Parkinson W. assistant steward, 6 Garside Avenue, Birtley.

Bolam L. messroom steward, 1496 Walker Road, Newcastle.

Robertson J. cook 30 Albion Buildings, Byker.

Moore J. assistant cook, 13 Tankerville Street, West Hartlepool.

Jobson D. cabin boy, 80 Palmerstone Street, South Shields.

Henderson A. apprentice, 3 Wansbeck Street, Morpeth.

Rankin A. apprentice, 20 Percy Street Sunderland.

Apprentice Alexander Henderson is 20, and a son of Mrs. J.A. Henderson, a widow with two other children, of 3 Wansbeck Street, Morpeth. He formerly worked in Morpeth Food office.

The ships cook J. Robertson (20) of 2 Patterson Street Blaydon Haughs was making his first trip in the Hopestar and was home about 3 weeks ago.

Thursday November 25th 1948. Page 5.

U.S. Makes Final Sweep for Missing Ship


If no trace of the Newcastle steamer Hopestar, feared lost with 40 men south-east of Halifax, NOVA Scotia, is found today U.S. coastguards will call off the search reports British United Press.

This announcement was made by coastguard headquarters. Planes and a coastguard cutter are to search an area of some 400 miles east of Argentia,Newfoundland.

The Hopestar has now been posted at Lloyds as an overdue vessel.

Normal practice is for the vessel to remain in that category for some time, against the possibility of wreckage or other evidence of loss being found before being officially posted as missing.

Anxious relatives

Of the 34 North-east men among the Hopestar's crew, nine were from Newcastle, six from South Shields, three from North Shields and three from Gateshead.
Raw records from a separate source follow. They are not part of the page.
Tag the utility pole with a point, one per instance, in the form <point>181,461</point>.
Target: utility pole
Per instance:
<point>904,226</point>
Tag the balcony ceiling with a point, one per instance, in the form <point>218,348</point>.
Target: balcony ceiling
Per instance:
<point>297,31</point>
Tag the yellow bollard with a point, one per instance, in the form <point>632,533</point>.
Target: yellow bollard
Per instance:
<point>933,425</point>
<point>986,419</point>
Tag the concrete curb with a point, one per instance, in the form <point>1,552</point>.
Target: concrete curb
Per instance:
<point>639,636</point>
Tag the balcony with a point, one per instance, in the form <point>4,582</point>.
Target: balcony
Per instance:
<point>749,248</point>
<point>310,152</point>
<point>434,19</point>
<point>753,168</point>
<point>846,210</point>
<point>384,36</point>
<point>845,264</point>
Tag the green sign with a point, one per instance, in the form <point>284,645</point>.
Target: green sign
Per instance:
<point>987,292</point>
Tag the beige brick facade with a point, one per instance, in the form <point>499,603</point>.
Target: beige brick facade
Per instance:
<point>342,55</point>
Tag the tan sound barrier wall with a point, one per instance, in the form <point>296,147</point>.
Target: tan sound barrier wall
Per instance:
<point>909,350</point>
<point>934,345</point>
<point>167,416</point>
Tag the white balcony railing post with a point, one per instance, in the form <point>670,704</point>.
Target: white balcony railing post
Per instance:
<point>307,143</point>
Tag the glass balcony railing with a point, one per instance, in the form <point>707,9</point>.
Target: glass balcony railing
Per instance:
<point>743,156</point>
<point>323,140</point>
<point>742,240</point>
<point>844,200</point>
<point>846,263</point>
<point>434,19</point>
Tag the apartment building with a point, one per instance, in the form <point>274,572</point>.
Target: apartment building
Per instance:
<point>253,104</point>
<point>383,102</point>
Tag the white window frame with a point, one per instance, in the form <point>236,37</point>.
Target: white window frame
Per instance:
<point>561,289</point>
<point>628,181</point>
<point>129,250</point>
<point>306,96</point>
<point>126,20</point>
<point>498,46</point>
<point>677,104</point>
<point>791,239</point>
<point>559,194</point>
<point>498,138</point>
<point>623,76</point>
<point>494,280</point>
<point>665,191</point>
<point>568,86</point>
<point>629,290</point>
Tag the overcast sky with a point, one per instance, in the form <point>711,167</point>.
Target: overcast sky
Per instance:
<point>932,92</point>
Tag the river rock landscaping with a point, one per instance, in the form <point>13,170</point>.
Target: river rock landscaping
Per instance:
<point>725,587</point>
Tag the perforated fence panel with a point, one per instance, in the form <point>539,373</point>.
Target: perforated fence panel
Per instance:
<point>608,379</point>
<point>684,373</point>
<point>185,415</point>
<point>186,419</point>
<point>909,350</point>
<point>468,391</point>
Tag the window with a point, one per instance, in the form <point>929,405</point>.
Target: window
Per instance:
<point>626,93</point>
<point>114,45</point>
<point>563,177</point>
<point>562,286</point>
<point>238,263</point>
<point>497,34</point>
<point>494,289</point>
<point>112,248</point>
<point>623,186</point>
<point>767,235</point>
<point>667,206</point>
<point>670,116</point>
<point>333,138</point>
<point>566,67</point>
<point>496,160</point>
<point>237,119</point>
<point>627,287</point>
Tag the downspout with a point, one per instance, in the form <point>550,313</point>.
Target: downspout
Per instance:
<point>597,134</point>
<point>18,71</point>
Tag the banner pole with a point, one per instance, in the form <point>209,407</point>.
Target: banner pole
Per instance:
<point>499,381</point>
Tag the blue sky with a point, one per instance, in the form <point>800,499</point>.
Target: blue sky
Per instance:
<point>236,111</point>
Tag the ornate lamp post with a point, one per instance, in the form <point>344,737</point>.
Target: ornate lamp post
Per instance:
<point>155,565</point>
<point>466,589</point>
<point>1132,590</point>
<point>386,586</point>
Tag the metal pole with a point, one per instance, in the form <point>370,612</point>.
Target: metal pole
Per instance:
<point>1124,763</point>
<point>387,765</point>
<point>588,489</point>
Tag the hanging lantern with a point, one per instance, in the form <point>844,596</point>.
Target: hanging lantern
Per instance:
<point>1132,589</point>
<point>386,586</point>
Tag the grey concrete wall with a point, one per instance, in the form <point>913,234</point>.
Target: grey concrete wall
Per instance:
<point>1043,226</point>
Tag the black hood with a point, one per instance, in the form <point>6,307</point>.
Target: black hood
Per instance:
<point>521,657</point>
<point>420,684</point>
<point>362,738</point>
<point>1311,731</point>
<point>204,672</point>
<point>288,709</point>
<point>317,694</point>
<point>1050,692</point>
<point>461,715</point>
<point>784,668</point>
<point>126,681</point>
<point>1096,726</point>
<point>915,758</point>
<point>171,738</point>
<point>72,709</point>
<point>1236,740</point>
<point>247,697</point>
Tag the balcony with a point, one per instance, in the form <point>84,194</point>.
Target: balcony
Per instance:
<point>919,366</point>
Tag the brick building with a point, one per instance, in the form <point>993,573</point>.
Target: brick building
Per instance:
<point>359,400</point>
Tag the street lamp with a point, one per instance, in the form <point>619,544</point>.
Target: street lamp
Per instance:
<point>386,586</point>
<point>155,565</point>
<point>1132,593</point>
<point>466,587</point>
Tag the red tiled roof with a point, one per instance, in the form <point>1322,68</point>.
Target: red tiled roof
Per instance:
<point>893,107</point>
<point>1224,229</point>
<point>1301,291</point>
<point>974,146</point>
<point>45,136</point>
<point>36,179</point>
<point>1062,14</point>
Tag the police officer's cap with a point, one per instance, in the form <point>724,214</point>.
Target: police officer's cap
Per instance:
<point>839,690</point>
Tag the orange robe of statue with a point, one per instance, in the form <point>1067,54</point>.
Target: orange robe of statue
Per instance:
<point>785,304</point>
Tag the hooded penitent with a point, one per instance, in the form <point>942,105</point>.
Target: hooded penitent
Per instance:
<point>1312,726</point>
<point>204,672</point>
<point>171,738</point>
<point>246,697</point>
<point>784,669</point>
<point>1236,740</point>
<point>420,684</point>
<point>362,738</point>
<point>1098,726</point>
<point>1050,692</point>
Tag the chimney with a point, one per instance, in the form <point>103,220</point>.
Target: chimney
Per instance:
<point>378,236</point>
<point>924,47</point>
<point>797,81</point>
There has been a steady stream of anxious relatives and friends, enquiring for news of them at the office in Mosley Street, Newcastle of the owners, Wallsend Shipping Co. Ltd. And at the Tyne and Blyth station of the Missions to Seamen.

Saturday November 27th 1948. page 5.

Hopestar search abandoned

United States coastguards last night abandoned the air search for the Tyne Freighter Hopestar, missing in the Atlantic with its crew of 37 on a voyage from Newcastle to Philadelphia, says Reuters.